Это говорили о Старосте.
— Но ему сказали: «Ловко устроился. Вы эту кашу заварили, вам ее и расхлебывать»…
Викторин слышала, как пришли ее братья; они разговаривали с отцом в комнате на первом этаже; два ее женатых старших брата; потом кто-то поднялся на крыльцо, толкнул дверь; это была женщина.
— Вы видели Пона? Пон его видел?
— Конечно.
— Он здоров?
— Думаю, да.
— Вы ничего больше не знаете?
Мать Жозефа пришла узнать новости; Викторин слышала, как отец ответил:
— Что мы должны знать? Все, что можно, уже сделано. Остается только ждать.
— А как Викторин?
— Уже легла.
— О, Господи!.. Ну, спокойной ночи!..
— Спокойной ночи…
Викторин не спустилась вниз, потому что все время думала об одном и том же, думала об одном и том же, сидя перед листом бумаги, пером и чернильницей.
Снова открылась дверь. На другом конце улицы, за сеновалами громко спорят мужчины, но слов разобрать невозможно. «Что делать, — думает она, — что делать? Я собиралась отдать письмо Пону, но он не захотел его брать. Я ничего не буду знать о нем, а он ничего не будет знать обо мне…»
«Как долго?»
«За это время наверху может случиться всякое».
Тут она услышала, что братья вышли на крыльцо и один из них произнес, заканчивая ранее начатую фразу: «Думаю, все пропало…»
— Будем считать, что все пропало, — сказал он, стоя на крыльце, — так будет разумнее (он, конечно, говорил о стаде); хорошо будет, если люди спасутся, если, конечно, мы не поднимемся туда, чтобы покончить со всем этим…
Все это братья говорили, спускаясь с крыльца, и она все это слышала; потом они пожелали отцу спокойной ночи и ушли; отец повернул в замке большой ключ; но как теперь заснуть, как спать в эту ночь и во все остальные?
«Если он страдает, я тоже хочу страдать… Если он умрет, я тоже хочу умереть».
Где-то в деревне кого-то громко зовет женщина, но Викторин больше ничего не слышит. Ее уже здесь нет. Она задумчиво идет вверх по дороге, останавливаясь, временами замедляя шаг, из-под ног у нее осыпаются камни, бесконечные склоны, усталость, все это нужно для того, чтобы все было, как по настоящему, она поднялась наверх, но он не видит меня, — думает она, — он не знает, что я здесь.

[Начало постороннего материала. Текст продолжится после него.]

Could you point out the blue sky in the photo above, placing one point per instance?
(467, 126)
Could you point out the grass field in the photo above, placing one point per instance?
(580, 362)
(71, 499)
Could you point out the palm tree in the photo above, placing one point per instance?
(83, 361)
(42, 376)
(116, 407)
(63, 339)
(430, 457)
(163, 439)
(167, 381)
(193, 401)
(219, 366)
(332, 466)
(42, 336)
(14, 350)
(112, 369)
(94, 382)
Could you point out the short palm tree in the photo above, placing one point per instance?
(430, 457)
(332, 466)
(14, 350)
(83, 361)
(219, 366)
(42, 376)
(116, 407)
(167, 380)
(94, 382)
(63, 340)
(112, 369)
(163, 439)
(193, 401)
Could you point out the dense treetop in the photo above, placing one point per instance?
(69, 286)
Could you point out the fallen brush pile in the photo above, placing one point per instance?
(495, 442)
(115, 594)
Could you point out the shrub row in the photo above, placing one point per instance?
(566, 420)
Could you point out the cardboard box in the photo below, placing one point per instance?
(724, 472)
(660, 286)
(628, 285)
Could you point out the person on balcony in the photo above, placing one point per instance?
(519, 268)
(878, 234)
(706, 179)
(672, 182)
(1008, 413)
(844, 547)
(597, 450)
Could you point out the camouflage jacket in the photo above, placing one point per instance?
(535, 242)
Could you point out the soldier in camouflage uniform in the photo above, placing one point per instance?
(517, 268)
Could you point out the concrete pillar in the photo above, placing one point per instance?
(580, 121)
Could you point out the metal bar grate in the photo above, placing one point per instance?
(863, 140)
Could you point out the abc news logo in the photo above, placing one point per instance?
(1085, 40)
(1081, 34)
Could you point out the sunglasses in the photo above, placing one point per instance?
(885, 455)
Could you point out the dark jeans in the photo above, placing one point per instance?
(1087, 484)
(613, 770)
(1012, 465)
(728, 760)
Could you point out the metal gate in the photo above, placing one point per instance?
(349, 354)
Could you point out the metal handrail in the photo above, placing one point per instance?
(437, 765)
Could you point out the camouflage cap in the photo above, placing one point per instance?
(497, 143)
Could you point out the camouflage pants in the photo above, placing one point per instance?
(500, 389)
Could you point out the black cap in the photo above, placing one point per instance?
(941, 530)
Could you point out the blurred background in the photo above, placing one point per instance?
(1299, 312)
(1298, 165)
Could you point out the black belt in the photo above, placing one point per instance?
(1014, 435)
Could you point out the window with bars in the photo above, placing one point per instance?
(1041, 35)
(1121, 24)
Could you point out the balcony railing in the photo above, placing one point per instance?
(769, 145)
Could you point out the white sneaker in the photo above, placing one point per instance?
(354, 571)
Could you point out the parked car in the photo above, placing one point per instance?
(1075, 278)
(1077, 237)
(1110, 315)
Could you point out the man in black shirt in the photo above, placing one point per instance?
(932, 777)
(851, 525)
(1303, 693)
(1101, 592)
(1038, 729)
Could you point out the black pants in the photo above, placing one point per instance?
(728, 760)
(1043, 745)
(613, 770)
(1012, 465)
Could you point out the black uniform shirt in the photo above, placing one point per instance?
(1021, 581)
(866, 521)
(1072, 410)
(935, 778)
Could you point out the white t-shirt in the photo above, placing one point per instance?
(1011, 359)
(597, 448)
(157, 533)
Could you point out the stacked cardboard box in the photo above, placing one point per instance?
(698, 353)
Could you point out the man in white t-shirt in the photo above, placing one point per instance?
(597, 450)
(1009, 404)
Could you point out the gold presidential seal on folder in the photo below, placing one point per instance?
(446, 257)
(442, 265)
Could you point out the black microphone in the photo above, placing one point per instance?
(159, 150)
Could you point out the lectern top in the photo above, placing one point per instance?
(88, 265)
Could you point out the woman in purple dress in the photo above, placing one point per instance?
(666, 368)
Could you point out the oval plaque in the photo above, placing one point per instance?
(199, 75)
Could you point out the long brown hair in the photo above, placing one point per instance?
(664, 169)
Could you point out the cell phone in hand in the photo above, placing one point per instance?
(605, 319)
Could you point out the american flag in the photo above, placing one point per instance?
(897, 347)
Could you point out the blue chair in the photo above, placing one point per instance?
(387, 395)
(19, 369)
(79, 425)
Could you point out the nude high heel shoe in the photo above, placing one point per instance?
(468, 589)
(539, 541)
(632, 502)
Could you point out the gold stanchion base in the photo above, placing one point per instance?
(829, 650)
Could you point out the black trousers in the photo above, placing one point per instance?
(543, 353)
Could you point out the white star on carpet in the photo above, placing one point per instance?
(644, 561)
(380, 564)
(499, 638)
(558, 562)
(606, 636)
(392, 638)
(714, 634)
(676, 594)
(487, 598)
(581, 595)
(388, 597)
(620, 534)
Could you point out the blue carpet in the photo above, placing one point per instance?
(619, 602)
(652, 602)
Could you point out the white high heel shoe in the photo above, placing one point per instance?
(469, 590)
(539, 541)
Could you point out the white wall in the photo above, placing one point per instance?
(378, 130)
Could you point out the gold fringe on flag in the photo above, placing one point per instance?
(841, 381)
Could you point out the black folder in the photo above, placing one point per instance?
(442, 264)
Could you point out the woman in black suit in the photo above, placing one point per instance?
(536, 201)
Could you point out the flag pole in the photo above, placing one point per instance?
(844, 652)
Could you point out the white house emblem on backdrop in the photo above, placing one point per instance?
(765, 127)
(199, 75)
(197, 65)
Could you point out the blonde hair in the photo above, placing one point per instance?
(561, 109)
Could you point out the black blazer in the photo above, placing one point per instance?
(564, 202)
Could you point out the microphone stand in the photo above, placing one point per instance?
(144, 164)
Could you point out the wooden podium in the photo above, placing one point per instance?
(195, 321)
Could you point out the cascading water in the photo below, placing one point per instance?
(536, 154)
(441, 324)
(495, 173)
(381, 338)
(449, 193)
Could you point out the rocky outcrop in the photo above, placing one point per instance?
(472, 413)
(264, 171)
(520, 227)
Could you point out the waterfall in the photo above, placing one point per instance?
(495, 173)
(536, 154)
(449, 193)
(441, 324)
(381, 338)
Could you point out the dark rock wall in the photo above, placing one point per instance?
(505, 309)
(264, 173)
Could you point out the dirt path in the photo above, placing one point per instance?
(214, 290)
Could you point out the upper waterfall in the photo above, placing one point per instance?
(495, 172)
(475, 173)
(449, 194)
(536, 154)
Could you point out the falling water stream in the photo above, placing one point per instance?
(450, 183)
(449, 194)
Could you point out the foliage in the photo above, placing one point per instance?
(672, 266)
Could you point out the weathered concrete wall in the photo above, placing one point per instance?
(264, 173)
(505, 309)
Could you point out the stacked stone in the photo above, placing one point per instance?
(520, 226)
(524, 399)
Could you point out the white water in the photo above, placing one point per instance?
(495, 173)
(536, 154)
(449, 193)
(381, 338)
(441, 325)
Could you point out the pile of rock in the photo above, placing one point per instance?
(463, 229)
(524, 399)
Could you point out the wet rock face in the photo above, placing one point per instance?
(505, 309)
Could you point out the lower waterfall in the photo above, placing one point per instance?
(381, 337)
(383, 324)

Она стремится к нему; но наталкивается на мрак и молчание, то находит его, то теряет; вот он сидит у огня, потом на кровати, а теперь его там больше нет; он спит, проснулся, она видит, как он садится на солому; он один, нет, уже не один; она не знает. Мысли не в счет!
«А если я и правда решу туда пойти, я пройду?»
Они не смогут отослать меня обратно; и мы будем вместе, из-за этой болезни, из-за этой заразы они не смогут меня прогнать.
Им, наверное, нужна женщина. Я буду подметать пол, варить суп, мыть посуду. Он будет обнимать меня, нам не будет страшно, потому что мы будем вместе…
Она задумалась. Пробило одиннадцать. Потом полночь.